L’affaire Lyhanna a révélé les limites d’un système judiciaire confronté à un manque chronique de moyens. Un rapport confidentiel de l’Inspection générale de la Justice et de l’Inspection générale de la police nationale (IGPN), remis à Gérald Darmanin en 2023, alertait déjà sur le risque d’engorgement des procédures pour violences sexuelles sur mineurs. Ce document, révélé par France Info, pointait « une situation alarmante » et un « risque de saturation » des services.

« Nous traitons des priorités, mais toutes les priorités ne peuvent pas être traitées en même temps », a expliqué Clarisse Taron, procureure de la République à Strasbourg, où 3 361 procédures sont en cours pour des infractions sexuelles sur mineurs. « Ce qui s’est passé à Auch peut arriver n’importe où ailleurs », a-t-elle ajouté, soulignant que les parquets français sont « submergés » par le nombre de dossiers.

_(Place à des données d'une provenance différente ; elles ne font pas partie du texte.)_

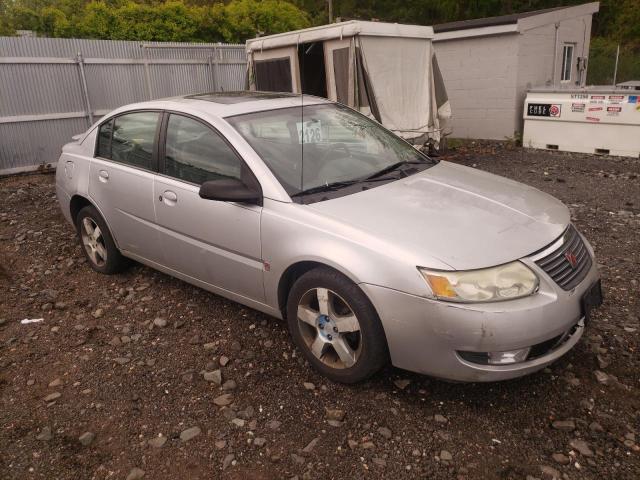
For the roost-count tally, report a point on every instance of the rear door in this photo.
(121, 180)
(212, 241)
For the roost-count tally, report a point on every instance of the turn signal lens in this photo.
(505, 282)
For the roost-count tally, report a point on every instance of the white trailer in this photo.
(602, 120)
(387, 71)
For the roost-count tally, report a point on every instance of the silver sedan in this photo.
(311, 212)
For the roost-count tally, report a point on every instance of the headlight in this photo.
(505, 282)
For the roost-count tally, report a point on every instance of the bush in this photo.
(602, 60)
(172, 21)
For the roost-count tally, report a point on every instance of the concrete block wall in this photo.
(536, 56)
(481, 76)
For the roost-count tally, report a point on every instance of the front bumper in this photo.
(425, 335)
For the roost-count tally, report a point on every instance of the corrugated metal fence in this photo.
(54, 88)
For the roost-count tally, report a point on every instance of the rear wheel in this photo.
(97, 242)
(335, 326)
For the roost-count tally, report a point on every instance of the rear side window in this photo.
(196, 154)
(129, 139)
(104, 140)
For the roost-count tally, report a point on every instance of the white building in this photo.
(489, 63)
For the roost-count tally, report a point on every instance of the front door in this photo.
(212, 241)
(121, 181)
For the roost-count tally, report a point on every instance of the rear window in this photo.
(129, 139)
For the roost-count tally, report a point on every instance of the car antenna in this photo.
(302, 125)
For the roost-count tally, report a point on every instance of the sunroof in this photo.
(228, 98)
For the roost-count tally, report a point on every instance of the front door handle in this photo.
(169, 197)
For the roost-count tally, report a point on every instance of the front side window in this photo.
(129, 139)
(196, 154)
(567, 62)
(318, 145)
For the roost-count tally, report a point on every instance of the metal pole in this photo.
(214, 68)
(85, 90)
(147, 75)
(615, 70)
(555, 54)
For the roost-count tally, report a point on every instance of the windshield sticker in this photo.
(311, 133)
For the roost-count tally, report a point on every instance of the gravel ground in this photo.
(140, 374)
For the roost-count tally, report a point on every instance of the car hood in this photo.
(458, 215)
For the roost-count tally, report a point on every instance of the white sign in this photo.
(309, 132)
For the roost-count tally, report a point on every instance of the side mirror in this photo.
(230, 190)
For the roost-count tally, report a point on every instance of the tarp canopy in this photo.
(386, 71)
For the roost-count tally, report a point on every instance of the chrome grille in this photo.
(558, 266)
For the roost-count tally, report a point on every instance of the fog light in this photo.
(510, 356)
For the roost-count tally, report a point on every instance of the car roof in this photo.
(227, 104)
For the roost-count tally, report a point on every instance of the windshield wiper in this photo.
(329, 187)
(392, 167)
(325, 188)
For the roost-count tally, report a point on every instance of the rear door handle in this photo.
(169, 197)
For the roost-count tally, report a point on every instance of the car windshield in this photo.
(316, 146)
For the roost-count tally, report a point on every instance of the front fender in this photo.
(293, 233)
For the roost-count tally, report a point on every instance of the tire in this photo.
(96, 249)
(327, 330)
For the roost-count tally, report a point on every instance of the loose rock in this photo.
(190, 433)
(86, 438)
(160, 322)
(135, 474)
(223, 400)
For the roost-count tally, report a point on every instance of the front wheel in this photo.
(335, 326)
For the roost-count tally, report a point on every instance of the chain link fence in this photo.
(52, 89)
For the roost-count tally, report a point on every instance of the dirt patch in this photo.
(128, 381)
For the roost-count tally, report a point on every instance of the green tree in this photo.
(248, 18)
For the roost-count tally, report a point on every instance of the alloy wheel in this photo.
(329, 328)
(93, 241)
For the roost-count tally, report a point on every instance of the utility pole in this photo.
(615, 69)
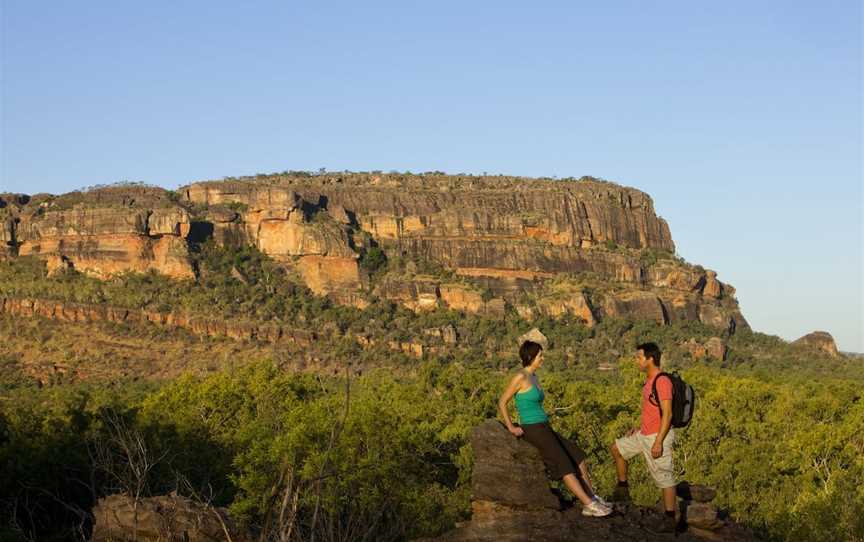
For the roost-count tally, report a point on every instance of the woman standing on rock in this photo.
(564, 460)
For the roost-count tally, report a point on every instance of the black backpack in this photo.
(683, 399)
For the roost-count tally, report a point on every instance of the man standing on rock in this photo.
(654, 439)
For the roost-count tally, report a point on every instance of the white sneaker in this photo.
(602, 501)
(596, 509)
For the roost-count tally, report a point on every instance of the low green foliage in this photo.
(785, 456)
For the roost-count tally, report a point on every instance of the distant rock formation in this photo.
(821, 340)
(712, 348)
(586, 249)
(511, 501)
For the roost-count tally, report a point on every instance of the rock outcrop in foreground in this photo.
(119, 518)
(584, 248)
(512, 502)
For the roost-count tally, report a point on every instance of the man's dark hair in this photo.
(528, 351)
(652, 351)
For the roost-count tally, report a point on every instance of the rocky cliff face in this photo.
(589, 249)
(100, 233)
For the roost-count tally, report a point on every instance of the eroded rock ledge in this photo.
(585, 248)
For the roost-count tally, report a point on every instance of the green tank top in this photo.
(529, 404)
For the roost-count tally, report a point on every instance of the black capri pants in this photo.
(560, 456)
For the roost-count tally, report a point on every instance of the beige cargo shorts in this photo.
(662, 469)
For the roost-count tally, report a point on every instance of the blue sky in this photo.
(743, 120)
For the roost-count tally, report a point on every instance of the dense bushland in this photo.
(382, 453)
(386, 456)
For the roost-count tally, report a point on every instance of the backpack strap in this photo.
(654, 399)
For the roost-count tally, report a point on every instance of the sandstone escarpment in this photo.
(102, 232)
(820, 340)
(585, 248)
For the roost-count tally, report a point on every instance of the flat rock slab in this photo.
(695, 492)
(508, 470)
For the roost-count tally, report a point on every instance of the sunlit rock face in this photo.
(586, 249)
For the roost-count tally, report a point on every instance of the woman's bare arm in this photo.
(511, 390)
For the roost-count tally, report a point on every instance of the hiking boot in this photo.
(595, 509)
(661, 524)
(601, 500)
(621, 494)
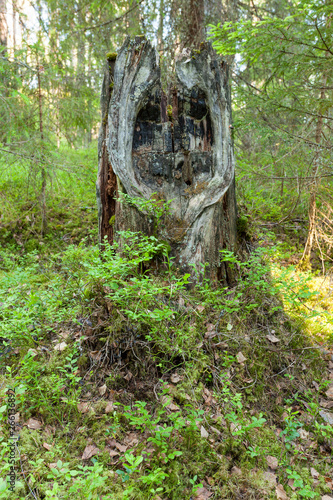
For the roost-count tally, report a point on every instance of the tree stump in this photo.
(175, 147)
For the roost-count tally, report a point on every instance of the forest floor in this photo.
(118, 384)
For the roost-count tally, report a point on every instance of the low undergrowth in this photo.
(143, 385)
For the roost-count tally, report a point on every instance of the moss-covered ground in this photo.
(132, 385)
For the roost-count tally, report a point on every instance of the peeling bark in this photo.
(176, 147)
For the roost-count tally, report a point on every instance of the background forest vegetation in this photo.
(132, 385)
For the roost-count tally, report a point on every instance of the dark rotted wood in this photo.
(107, 180)
(176, 147)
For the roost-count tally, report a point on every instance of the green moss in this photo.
(111, 56)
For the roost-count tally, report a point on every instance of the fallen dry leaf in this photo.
(234, 427)
(291, 484)
(272, 462)
(280, 493)
(121, 447)
(240, 357)
(314, 473)
(110, 407)
(172, 407)
(33, 424)
(328, 417)
(128, 376)
(203, 494)
(89, 451)
(175, 378)
(272, 338)
(60, 347)
(203, 432)
(270, 478)
(303, 434)
(181, 302)
(84, 407)
(329, 393)
(102, 390)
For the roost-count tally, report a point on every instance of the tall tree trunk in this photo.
(41, 131)
(305, 259)
(3, 24)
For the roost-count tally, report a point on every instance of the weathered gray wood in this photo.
(182, 151)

Face à cette crise, plusieurs propositions législatives ont émergé. La députée socialiste Céline Thiébault-Martinez a relancé une proposition de loi « intégrale » contre les violences sexuelles, incluant des mesures comme l’allongement des délais de prescription et la création d’un fichier national des auteurs de violences sexuelles. Bruno Retailleau (Les Républicains) a relancé le débat sur la castration chimique obligatoire pour les récidivistes, une mesure jugée « inefficace » par les spécialistes.

Les obsèques de Lyhanna, prévues vendredi 12 juin à Fleurance, devraient donner lieu à de nouveaux hommages. Le maire de la ville, Olivier Campan, a appelé à « respecter la dignité de ce moment » et à éviter toute récupération politique. « Lyhanna n’est pas un symbole, c’est une petite fille. Nous devons lui rendre un dernier hommage dans le calme et le recueillement », a-t-il déclaré.